The Chief Minister Department’s Press and Publication Office in a statement said Mohd Shafie delivered the keynote address at a business seminar at Kobe, Japan, and spent three hours explaining at length the many business potentials in Sabah due to its strategic location as a gateway for Japan to expand their trade to the ASEAN countries.
In particular, Mohd Shafie said, Sabah’s position alongside the increasingly favoured Lombok-Makassar Straits shipping route, ideally places it as a logistics hub for the region.
He said with new port facilities at the Lahad Datu Palm Oil Industrial Cluster, the Japanese companies can take advantage of the port because it is located in the trade path of the Lombok-Makassar Straits.
“We lie along-side the Lombok-Makassar Straits shipping route, which is emerging as an important shipping route in Southeast Asia.
“This makes the east coast of Sabah a prime location to develop a logistics hub that can tap into the growing number of shipping traffic passing through the Lombok-Makassar Straits.
“This is the reason why the State Government of Sabah has developed new port facilities at POIC Lahad Datu,” he said.
In addition to being a logistics hub, Mohd Shafie said Sabah is also renowned for its wealth of natural resources that offer great potential in the fields of oil and gas, halal industry, palm oil, aquaculture, fisheries, seaweed and even furniture making, due to its timber resources.
With 1.5 million hectares of oil palm, Sabah produces six million tonnes of Crude Palm Oil and 30 million tonnes of Crude Palm Kernel Oil per annum for the biomass industry, which is popular in Japan.

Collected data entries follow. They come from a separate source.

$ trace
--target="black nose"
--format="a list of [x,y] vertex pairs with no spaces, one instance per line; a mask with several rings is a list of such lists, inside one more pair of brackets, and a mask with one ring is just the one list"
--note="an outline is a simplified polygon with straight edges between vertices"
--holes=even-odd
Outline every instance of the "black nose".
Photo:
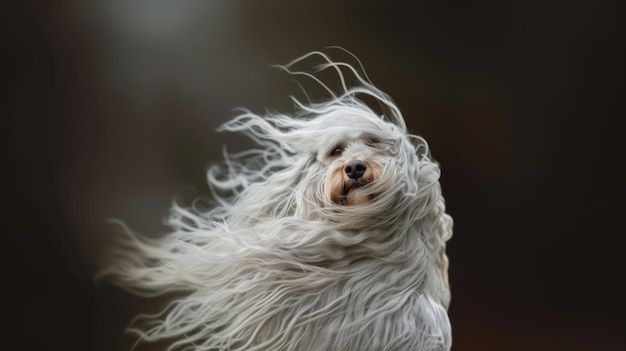
[[363,161],[354,160],[348,162],[344,171],[346,171],[346,175],[352,179],[358,179],[363,176],[363,173],[367,170],[367,166]]

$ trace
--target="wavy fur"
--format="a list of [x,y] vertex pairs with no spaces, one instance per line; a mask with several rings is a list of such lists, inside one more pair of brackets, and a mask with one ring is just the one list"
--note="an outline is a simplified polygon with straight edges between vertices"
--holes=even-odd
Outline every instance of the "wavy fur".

During a question and answer session, Mohd Shafie assured the Japanese participants the Sabah Government would provide easy access to any Japanese company seeking to invest in Sabah by reducing red tape provided the application is in accordance with standard operating procedures.
“Sabah is a prime location for investors because it is strategically placed for the halal industry, halal cargo consolidation and redistribution activities and has an abundance of resources such as palm oil, aquaculture, fisheries, seaweed as well other by-products from palm oil and bio-refineries both within Sabah and the broader BIMP-EAGA region.
“The furniture industry is yet another area that we would like to see being developed further in Sabah. We have already banned the export of round logs in order to support the growth of the furniture industry.
“Sabah has some of the world’s oldest rainforests, and our timber industry is being developed on a sustainable basis in compliance with global standards.
“Malaysia currently exports about RM10 billion worth of furniture per year with most of it made from rubber wood.
“The export volume is expected to reach RM12 billion per year by 2020, and Sabah would like to see its quality tropical timber being used for these furniture for export,” he said.